In 1998 Garden Ridge began working toward its goal of opening six stores during the year, but the year's most dramatic news came from company headquarters, not from the advancing front line of the chain's expansion. In October 1998, Lewis resigned from his posts as president and chief operating officer, explaining that he was departing to "pursue other interests." Garden Ridge's chief financial officer shed more light on the reasons behind Lewis's departure, revealing more than Lewis's terse farewell. "We expect to generate nearly $400 million in sales this year," she said, "and in the next few years we project a billion in sales. Lewis's resignation was mutual agreement between Lewis, Shapiro, and the board of directors. Different leadership skills are needed to run a larger entity, and we're looking for a seasoned retail veteran to come in as president." Shapiro's comment on the matter corroborated the chief financial officer's statement. "Jack and I," he said, "reached the agreement that this was a good time for him to strike out and do new things."
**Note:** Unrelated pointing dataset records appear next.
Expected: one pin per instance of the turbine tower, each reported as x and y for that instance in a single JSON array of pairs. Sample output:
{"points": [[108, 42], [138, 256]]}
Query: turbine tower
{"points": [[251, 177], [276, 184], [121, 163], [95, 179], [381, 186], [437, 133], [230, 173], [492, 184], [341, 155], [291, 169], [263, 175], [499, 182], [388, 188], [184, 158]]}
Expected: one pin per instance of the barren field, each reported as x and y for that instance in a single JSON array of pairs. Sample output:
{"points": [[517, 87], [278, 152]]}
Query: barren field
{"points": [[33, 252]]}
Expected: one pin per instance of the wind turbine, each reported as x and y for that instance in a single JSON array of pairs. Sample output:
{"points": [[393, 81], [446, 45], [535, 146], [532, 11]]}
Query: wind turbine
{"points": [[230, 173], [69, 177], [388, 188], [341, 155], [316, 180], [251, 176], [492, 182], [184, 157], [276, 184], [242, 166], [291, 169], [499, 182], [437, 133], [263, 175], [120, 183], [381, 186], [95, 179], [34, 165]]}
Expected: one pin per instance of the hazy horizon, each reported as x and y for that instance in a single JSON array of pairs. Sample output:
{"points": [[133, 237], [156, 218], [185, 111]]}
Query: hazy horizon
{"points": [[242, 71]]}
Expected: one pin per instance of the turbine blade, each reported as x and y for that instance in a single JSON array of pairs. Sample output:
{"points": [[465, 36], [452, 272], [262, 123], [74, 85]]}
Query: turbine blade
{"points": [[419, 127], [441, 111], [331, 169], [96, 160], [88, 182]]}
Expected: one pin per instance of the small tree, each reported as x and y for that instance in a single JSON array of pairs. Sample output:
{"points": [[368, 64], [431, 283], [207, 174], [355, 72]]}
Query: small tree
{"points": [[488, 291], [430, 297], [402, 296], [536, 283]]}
In the wake of Lewis's departure, Shapiro assumed the responsibilities of president in addition to his duties as chairman and chief executive officer. As the end of 1998 approached, an executive search firm was looking for a permanent replacement for Lewis's presidential post. Meanwhile, the company pushed forward with its plans to develop into a national retailer. Shapiro planned to open seven or eight stores in 1999 and ten or 11 stores in 2000, aiming to grow by 25 percent to 30 percent annually until the company reached the hotly pursued goal of $1 billion in sales. Considering that the company had yet to reach the halfway mark by the end of the 1990s, the 21st century promised to see a proliferation of new Garden Ridge stores opening across the country.
Principal Subsidiaries: Garden Ridge Management, Inc.; Garden Ridge Investment, Inc.; Garden Ridge Finance Corporation; Garden Ridge, L.P.